Writ large: Genomic dissection of the effect of cellular environment on immune response

Abstract

Cells of the immune system routinely respond to cues from their local environment and feed back to their surroundings through transient responses, choice of differentiation trajectories, plastic changes in cell state, and malleable adaptation to their tissue of residence. Genomic approaches have opened the way for comprehensive interrogation of such orchestrated responses. Focusing on genomic profiling of transcriptional and epigenetic cell states, we discuss how they are applied to investigate immune cells faced with various environmental cues. We highlight some of the emerging principles on the role of dense regulatory circuitry, epigenetic memory, cell type fluidity, and reuse of regulatory modules in achieving and maintaining appropriate responses to a changing environment. These provide a first step toward a systematic understanding of molecular circuits in complex tissues.

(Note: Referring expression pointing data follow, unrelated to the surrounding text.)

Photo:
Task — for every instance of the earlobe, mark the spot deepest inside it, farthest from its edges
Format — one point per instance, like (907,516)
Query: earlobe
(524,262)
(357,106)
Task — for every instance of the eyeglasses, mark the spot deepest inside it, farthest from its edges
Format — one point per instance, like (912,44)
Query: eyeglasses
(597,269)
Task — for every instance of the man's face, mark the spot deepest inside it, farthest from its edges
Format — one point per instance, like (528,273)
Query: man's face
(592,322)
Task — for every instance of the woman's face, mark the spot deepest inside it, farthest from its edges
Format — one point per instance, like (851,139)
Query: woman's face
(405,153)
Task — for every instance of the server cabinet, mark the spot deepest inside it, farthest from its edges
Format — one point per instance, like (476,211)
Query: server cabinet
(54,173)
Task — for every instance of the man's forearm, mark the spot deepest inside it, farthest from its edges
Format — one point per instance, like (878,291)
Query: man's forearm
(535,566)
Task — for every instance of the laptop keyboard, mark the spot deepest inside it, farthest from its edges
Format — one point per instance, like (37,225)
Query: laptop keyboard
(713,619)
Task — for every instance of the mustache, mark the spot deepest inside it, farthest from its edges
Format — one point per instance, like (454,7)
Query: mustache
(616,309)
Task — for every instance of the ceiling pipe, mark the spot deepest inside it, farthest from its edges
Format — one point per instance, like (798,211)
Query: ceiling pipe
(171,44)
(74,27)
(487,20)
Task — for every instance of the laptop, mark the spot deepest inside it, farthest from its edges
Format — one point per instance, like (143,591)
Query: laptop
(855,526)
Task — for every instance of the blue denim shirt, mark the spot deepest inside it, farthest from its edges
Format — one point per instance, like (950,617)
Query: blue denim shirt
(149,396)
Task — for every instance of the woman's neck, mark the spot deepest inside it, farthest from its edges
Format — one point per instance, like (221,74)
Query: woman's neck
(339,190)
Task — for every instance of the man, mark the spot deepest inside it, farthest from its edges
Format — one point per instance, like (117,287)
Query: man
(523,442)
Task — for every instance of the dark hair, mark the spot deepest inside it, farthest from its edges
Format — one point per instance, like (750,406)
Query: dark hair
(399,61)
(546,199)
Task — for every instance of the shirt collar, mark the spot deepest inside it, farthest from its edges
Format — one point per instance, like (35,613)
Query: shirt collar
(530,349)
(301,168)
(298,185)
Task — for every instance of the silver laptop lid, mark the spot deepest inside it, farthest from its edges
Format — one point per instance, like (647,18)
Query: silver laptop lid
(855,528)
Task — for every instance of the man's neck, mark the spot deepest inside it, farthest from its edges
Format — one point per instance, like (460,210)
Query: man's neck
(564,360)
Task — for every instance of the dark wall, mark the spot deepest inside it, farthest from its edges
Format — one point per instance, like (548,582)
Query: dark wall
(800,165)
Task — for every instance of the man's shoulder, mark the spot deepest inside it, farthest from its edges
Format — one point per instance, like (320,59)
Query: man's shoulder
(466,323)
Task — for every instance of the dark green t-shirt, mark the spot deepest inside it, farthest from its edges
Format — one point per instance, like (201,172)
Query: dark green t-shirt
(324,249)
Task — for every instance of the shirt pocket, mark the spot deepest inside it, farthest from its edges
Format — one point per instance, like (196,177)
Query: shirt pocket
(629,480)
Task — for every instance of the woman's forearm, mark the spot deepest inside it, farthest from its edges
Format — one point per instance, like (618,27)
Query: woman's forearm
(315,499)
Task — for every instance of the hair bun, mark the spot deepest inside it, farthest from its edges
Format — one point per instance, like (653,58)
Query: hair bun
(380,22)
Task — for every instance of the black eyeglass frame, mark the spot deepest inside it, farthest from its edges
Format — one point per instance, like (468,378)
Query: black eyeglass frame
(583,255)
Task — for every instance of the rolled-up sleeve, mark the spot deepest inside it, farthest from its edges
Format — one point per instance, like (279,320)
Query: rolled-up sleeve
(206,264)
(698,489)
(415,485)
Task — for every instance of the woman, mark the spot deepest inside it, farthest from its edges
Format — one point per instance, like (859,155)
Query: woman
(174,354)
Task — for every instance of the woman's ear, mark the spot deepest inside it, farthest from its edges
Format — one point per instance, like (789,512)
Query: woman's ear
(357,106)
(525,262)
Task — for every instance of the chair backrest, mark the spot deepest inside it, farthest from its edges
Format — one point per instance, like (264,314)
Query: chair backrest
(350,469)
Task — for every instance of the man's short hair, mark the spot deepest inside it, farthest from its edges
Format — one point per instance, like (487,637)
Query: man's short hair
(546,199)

Figure 1. Key modes of immune-environment interaction

A) Transient responses to signals. (B) Balanced differentiation along hematopoiesis; (C) Stable yet plastic cell type polarization; (D) Malleable adaptation of tissue resident cells.

Figure 2. Genomic tools for dissecting immune-environment interactions

Shown are key components of the current genomic tool box, including profiling of RNA, protein and protein modification levels in bulk samples (A) and single cells (B), epigenomic measurements of TF binding, histone modification, DNA methylation, and chromatin accessibility (C), the ability to systematically perturb genes through genome engineering (D) or natural variation, tracing of cells with engineered molecular barcodes or TcR and BcR clonality (E), and computational algorithms that use profiling and perturbation data to infer genetic causality and molecular mechanisms (F).

Figure 3. Key features, hypotheses and principles revealed by genomic studies of immune-environment interactions

Three key genomic tools used to analyze transcription and epigenetic mechanisms that participate in immune cell responses. Bottom: The main features characterized by each tool, testable hypotheses derived by computational analysis; and current emerging principles from such studies.